University changes must not increase the tertiary education divide

25 November 2014

In the push to have the tertiary education sector changes pass the Senate, it is vital that the particular interests of rural students and regional universities are not put at risk.

Students from rural and remote areas are already disadvantaged when it comes to access to tertiary education. Only 12 per cent of tertiary education is provided in rural and regional areas, and over half of the rural and remote students undertaking tertiary study have to live away from home. So, despite their lower incomes on average, many rural families have to pay some $25,000 a year extra for a child to relocate to attend university.

Regional universities provide access to tertiary education relatively close at hand for people living in rural and remote areas.

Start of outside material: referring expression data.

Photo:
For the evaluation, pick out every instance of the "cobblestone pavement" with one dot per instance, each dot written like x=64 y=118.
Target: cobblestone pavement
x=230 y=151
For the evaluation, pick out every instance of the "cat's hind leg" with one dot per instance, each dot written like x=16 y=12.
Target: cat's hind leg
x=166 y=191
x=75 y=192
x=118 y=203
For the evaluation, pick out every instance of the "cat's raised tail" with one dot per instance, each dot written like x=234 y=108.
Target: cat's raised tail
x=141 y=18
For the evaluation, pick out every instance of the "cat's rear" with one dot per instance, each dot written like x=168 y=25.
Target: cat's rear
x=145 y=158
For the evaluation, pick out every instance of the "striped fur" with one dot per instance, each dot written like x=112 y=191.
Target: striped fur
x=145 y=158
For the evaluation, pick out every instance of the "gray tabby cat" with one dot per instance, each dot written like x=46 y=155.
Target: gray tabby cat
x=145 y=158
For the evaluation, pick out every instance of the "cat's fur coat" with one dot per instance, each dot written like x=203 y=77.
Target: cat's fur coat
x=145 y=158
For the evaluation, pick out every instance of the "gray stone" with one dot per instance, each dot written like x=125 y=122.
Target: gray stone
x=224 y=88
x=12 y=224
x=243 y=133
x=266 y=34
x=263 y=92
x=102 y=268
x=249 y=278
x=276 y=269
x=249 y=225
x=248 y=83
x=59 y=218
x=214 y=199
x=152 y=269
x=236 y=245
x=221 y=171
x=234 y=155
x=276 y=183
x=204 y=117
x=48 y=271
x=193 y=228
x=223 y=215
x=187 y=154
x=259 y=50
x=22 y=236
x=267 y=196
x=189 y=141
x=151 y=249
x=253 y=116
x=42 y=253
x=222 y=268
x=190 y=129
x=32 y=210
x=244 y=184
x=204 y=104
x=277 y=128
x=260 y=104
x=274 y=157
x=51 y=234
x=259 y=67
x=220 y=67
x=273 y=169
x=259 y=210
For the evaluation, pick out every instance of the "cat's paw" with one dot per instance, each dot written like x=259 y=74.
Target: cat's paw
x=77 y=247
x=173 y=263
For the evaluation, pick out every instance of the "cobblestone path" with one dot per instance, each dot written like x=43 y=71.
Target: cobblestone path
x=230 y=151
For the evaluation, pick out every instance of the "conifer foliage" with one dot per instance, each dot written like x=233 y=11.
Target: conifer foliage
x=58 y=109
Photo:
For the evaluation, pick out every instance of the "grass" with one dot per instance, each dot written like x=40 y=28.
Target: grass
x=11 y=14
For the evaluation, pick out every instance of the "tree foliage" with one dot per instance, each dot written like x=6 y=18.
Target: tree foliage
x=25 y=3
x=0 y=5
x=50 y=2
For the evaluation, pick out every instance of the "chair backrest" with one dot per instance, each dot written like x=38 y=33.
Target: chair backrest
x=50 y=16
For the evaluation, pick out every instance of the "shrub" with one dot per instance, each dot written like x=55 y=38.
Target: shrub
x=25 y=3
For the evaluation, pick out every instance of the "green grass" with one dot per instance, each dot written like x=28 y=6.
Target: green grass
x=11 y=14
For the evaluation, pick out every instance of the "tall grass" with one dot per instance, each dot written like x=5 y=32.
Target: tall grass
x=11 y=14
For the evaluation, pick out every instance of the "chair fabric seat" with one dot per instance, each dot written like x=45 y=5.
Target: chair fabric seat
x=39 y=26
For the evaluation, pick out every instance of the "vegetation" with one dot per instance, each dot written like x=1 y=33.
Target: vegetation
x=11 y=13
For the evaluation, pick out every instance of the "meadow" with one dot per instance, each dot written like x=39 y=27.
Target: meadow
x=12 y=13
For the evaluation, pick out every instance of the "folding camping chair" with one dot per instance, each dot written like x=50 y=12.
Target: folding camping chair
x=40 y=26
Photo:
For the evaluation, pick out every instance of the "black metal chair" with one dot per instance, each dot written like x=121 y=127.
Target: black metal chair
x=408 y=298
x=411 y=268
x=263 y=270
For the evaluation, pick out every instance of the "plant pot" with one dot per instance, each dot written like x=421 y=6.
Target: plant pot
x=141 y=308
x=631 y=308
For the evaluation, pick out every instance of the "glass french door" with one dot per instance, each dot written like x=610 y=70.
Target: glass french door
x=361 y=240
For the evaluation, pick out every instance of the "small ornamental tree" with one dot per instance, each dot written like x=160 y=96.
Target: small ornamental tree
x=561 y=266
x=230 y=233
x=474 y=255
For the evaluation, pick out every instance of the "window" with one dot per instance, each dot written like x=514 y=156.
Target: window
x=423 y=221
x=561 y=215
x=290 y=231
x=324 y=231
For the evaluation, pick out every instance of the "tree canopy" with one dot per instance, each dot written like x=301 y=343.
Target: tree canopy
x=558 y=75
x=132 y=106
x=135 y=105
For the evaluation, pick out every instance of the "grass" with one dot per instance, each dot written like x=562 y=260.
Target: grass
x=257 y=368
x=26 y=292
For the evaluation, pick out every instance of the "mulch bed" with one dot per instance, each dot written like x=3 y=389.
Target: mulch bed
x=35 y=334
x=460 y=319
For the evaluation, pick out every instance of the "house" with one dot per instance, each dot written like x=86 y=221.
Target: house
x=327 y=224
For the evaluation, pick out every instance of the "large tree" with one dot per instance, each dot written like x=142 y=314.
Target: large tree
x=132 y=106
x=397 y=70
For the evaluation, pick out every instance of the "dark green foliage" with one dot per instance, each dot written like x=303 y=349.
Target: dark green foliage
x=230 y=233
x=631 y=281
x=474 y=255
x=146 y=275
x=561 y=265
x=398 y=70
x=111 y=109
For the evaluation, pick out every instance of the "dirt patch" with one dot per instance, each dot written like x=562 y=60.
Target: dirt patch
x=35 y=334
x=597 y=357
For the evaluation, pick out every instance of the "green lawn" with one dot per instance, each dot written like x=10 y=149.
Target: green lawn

They have a higher proportion of students from low-income families and assuming that 'market-driven rates' for courses are higher than those currently being charged, it will be those families who are most affected.

Where places in the metropolitan universities are concerned, rural families will have to cope with both the higher fees and the cost of establishing a second home in the city.

The NRHA rejects the notion that rural universities can find their ‘market niche’ in providing sub-professional programs. This would mean that professional programs would become even more city-centric.

The proposal for universities to contribute $1 out of every $5 raised through fee increases to Commonwealth Scholarships for students who are disadvantaged by location and/or socio-economic status would favour universities that can charge the highest fees rather than the universities with the largest number of disadvantaged students.

Overall, the Alliance is concerned that consideration in the Senate recognises the differential effect that the proposed measures in the Bill are likely to have on students in rural and remote areas, and the impact of the changes on the supply of health (and other) professionals to remote communities.

Failure on this will only be another setback for educational access and equity, and ultimately another barrier to national efforts to provide a fair proportion of health and other professionals to rural areas.